Even with a 1% rate for bad detections, each random choice of a set
of 49 transforms has only a 60% chance of containing no bad data.
An additional stage of analysis can be added to the auto
calibration algorithm to discard outliers--data that are
inconsistent with the bulk of the collected data. This should
virtually ensure an accurate transform chain, given enough
collected position samples.
[0324] The auto calibration algorithm is a reasonably robust system
based on random sampling. Instead of simply selecting pairs of
transforms between two targets to incorporate into the transform
chain, a small number of similar transforms can be randomly
selected and combined to average out any zero-mean variability.
Given that errors are compounded when multiple transforms are
chained together, a random selection of a transform set should be
biased toward generating a set of transforms with the minimal
amount of chaining. The selection process could also be biased away
from known trouble spots, such as when the target is seen directly
head-on. In addition, the scoring system for transform sets takes
into account the possible existence of outliers to prevent biasing
the results away from an otherwise correct set of transforms.
[0325] After the system has been calibrated and the virtual content
is being displayed, there is less data to work with--the camera
position must be determined for each frame, from the targets
detected in that frame. There are several additional steps that can
be taken during this stage to ensure that the results are as good
as possible. If several targets are detected, their relative
detected positions can be compared to their relative positions as
predicted by the transform chain, and any targets that do not
appear where they are expected can be ignored. If, after this
analysis, multiple good detections are still present, then they can
be combined mathematically to produce a result that has a higher
confidence than any of the individual detections.
[0326] Some frames are likely to have insufficient reliable data to
correctly determine the camera location. To reduce the visible
results of this, the camera movement over several frames can be
extrapolated to predict the position in a new frame, on the
assumption that a head-mounted camera's movement will be relatively
smooth. This prediction could be used instead of the detected
position if the number or quality of detections is low. With this
"temporal smoothing" approach, the visible results are
improved.
[0327] The detection algorithm thresholds the intensity of the
full-color video image before doing the preliminary stages of
target detection. This is done using a fixed brightness threshold;
everything brighter than that is "white" and everything darker is
"black". Because of this fixed threshold, a very bright or very
dark image may cause this portion of the algorithm to give bad
results, resulting in failed detections. Proper adjustment of the
camera's shutter speed and iris opening, and of the algorithm's
brightness threshold, will usually prevent this problem in an
evenly lit room, but not all rooms are evenly lit. The system
adaptively calculates the appropriate brightness threshold for a
particular image or even for each subregion within a single image,
rather than using a fixed threshold.
[0328] Targets are optimally placed so that the largest possible
workspace is available in which at least one target is visible at
an appropriate resolution and viewing angle.
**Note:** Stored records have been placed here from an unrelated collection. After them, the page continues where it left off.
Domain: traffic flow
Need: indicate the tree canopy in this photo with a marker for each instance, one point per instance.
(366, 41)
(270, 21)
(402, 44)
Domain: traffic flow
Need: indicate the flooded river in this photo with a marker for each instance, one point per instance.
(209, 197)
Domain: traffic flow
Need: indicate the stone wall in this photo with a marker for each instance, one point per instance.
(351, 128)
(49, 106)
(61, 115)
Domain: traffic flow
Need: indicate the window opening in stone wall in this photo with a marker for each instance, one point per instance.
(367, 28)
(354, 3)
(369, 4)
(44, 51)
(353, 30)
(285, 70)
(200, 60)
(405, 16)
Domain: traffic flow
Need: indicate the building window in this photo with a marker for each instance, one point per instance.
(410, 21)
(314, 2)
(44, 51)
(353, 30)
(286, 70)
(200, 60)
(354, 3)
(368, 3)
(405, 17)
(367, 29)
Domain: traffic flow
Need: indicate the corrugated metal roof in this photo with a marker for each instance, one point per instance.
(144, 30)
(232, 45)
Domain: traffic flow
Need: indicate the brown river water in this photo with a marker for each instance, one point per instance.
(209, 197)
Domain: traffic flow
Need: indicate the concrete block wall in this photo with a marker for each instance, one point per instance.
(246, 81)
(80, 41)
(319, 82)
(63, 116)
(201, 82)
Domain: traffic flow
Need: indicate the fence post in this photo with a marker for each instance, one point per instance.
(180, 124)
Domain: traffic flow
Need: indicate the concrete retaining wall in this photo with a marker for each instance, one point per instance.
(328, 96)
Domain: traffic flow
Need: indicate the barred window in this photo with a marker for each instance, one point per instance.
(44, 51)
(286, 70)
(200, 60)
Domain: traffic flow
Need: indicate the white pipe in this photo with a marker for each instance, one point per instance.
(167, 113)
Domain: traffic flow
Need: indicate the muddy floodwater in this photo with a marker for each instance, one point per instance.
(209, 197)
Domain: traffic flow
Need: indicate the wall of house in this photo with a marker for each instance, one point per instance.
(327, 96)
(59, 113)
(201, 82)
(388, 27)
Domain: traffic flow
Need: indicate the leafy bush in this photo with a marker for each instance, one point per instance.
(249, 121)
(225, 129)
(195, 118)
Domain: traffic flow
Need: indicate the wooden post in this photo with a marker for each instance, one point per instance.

[0329] With respect to FIG. 22, a task viewpoint of the invention
is shown. The Process Video Input module 2201 receives video
signals and forwards them to the requesting module. the Calibrate
Targets module 2202 performs the calibration of the target within
the room and calculates and stores target-to-target transforms
2203.
[0330] Once the calibration of the targets is complete, the system
goes into normal user mode. During normal user mode, video signals
pass from the Process Video Input module 2201 to the Calculate User
Position module 2205. The Calculate User Position module 2205
passes images to the Determine Target Positions module 2204. The
Determine Target Positions module 2204 calculates the position of
targets detected in the images using the target-to-target
transforms 2203.
[0331] Once the target positions have been calculated, the
Calculate User Position module 2205 determines the user position
within the environment. The Calculate User Position module 2205
passes the user positioning information to the Render Video
Viewpoint module 2206.
[0332] The Render Video Viewpoint module 2206 dynamically streams
3D content video from the Video Library 2207 to the user through
the Output Video module 2208. When the user changes his viewpoint,
the information from the Calculate User Position module 2205 is
used to change the position and angle of the 3D content. The 3D
content is repositioned by the Render Video Viewpoint module 2206
and streamed to the Output Video module 2208 which displays the 3D
content to the user via a display.
[0333] Although the invention is described herein with reference to
the preferred embodiment, one skilled in the art will readily
appreciate that other applications may be substituted for those set
forth herein without departing from the spirit and scope of the
present invention. Accordingly, the invention should only be
limited by the claims included below.